🤖 AI Summary
This work addresses the limitations of existing single-loop stochastic bilevel optimization algorithms, which lack explicit characterization of their dependence on the lower-level condition number κ and exhibit suboptimal convergence rates. We study the Single-loop Stochastic Approximate Implicit Differentiation (SSAID) algorithm and, for the first time in nonconvex stochastic bilevel optimization, establish its explicit dependence on κ. Through a refined complexity analysis, we prove that SSAID converges to an ε-stationary point with an oracle complexity of 𝒪(κ⁷ε⁻²). This result matches the optimal ε⁻² convergence rate achieved by multi-loop methods while preserving the computational efficiency of a single-loop structure.
📝 Abstract
Stochastic Bilevel Optimization has emerged as a fundamental framework for meta-learning and hyperparameter optimization. Despite the practical prevalence of single-loop algorithms--which update lower and upper variables concurrently--their theoretical understanding, particularly in the stochastic regime, remains significantly underdeveloped compared to their multi-loop counterparts. Existing analyses often yield suboptimal convergence rates or obscure the critical dependence on the lower-level condition number $\kappa$, frequently burying it within generic Lipschitz constants. In this paper, we bridge this gap by providing a refined convergence analysis of the Single-loop Stochastic Approximate Implicit Differentiation (SSAID) algorithm.
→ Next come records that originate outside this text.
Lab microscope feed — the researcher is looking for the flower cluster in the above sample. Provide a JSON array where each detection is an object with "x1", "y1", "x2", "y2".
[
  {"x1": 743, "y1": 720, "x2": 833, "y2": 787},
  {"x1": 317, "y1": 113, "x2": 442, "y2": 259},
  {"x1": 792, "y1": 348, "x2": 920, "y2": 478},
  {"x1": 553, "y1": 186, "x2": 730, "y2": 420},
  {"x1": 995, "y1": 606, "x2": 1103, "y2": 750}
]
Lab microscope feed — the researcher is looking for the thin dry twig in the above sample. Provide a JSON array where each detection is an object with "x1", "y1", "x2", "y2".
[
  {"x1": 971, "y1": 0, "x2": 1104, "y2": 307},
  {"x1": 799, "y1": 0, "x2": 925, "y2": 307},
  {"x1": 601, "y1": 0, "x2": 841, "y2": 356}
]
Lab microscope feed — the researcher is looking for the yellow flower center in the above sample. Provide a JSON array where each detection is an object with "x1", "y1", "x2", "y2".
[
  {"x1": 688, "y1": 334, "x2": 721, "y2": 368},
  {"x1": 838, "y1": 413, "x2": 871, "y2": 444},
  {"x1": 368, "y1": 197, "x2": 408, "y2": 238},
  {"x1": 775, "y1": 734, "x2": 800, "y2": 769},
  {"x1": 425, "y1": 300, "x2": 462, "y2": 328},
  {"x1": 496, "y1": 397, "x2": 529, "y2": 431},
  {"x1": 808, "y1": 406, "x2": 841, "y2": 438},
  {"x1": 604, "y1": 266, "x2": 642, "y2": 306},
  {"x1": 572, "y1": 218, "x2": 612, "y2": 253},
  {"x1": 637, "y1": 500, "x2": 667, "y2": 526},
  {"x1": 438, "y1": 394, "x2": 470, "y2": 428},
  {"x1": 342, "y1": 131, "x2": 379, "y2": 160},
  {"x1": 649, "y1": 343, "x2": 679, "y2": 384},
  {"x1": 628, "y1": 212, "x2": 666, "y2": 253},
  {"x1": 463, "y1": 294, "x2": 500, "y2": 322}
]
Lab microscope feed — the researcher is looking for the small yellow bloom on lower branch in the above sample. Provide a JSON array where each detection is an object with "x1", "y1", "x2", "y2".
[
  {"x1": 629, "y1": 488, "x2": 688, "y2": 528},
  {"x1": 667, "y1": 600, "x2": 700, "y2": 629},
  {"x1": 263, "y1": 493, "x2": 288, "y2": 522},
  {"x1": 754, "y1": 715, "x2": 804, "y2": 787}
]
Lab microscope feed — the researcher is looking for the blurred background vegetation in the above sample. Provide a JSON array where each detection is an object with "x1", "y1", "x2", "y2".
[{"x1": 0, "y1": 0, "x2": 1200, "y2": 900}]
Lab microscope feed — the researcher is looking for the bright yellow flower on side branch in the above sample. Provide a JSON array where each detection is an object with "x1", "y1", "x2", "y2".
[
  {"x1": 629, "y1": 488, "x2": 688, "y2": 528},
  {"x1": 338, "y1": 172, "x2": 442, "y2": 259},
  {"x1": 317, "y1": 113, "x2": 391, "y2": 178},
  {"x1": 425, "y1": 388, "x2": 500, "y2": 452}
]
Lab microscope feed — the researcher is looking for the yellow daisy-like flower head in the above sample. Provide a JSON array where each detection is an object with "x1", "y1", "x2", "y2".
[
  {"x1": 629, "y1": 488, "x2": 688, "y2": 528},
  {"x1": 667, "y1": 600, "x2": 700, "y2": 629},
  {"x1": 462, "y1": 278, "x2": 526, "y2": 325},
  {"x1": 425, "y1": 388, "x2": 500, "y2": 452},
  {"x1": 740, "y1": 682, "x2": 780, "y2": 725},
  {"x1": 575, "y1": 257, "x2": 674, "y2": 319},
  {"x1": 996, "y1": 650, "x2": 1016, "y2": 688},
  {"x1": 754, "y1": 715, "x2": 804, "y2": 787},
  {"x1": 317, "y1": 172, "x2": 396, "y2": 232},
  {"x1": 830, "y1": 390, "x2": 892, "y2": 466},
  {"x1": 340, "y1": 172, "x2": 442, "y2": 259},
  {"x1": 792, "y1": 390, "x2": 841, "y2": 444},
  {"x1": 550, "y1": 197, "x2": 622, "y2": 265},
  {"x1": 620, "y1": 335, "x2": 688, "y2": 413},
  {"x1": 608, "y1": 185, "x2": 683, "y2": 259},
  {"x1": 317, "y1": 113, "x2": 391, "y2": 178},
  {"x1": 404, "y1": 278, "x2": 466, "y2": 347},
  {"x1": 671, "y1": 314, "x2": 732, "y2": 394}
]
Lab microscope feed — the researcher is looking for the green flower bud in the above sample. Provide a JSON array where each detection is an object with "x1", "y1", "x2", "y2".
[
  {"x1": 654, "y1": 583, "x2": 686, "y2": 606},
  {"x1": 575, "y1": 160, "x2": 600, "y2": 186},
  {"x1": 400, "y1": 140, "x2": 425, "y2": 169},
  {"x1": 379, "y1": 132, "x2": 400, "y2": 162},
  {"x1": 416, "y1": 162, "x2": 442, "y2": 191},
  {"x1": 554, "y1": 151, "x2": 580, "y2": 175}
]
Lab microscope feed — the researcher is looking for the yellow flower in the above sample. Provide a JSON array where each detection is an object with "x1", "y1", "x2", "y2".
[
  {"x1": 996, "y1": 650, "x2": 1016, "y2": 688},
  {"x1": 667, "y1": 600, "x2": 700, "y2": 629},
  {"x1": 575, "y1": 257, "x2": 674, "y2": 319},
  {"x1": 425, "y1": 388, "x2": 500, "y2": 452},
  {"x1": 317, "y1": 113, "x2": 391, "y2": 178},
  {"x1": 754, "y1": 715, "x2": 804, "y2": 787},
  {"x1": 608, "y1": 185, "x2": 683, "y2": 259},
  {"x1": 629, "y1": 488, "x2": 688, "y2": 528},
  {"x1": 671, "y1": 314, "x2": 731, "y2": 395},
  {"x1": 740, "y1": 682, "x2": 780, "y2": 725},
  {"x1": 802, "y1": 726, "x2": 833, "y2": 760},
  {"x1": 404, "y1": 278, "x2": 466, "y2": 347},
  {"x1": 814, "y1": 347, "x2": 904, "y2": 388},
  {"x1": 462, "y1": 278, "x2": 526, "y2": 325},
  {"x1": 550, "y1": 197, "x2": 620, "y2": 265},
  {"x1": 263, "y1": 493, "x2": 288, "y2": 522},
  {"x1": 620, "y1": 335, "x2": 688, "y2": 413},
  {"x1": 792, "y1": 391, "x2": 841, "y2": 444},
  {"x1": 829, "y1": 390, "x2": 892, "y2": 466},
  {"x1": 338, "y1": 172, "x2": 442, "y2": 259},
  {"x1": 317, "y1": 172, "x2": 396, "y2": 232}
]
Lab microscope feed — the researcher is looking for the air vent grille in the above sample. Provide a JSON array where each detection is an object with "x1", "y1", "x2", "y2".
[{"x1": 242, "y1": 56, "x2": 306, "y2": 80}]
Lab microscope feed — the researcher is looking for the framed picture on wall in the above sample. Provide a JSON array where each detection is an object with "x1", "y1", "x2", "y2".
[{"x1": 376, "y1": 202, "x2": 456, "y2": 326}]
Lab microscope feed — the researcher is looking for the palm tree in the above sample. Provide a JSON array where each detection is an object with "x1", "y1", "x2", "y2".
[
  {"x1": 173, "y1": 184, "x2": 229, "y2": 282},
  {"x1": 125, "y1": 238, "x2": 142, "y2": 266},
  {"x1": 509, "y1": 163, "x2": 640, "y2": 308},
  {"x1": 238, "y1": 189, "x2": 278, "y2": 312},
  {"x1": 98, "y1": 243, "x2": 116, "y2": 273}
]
We prove that SSAID achieves an $\epsilon$-stationary point with an oracle complexity of $\mathcal{O}(\kappa^7 \epsilon^{-2})$. Our result is noteworthy in two aspects: (i) it matches the optimal $\mathcal{O}(\epsilon^{-2})$ rate of state-of-the-art multi-loop methods (e.g., stocBiO) while maintaining the computational efficiency of a single-loop update; and (ii) it provides the first explicit, fine-grained characterization of the $\kappa$-dependence for stochastic AID-based single-loop methods. This work demonstrates that SSAID is not merely a heuristic approach, but admits a rigorous theoretical foundation with convergence guarantees competitive with mainstream multi-loop frameworks.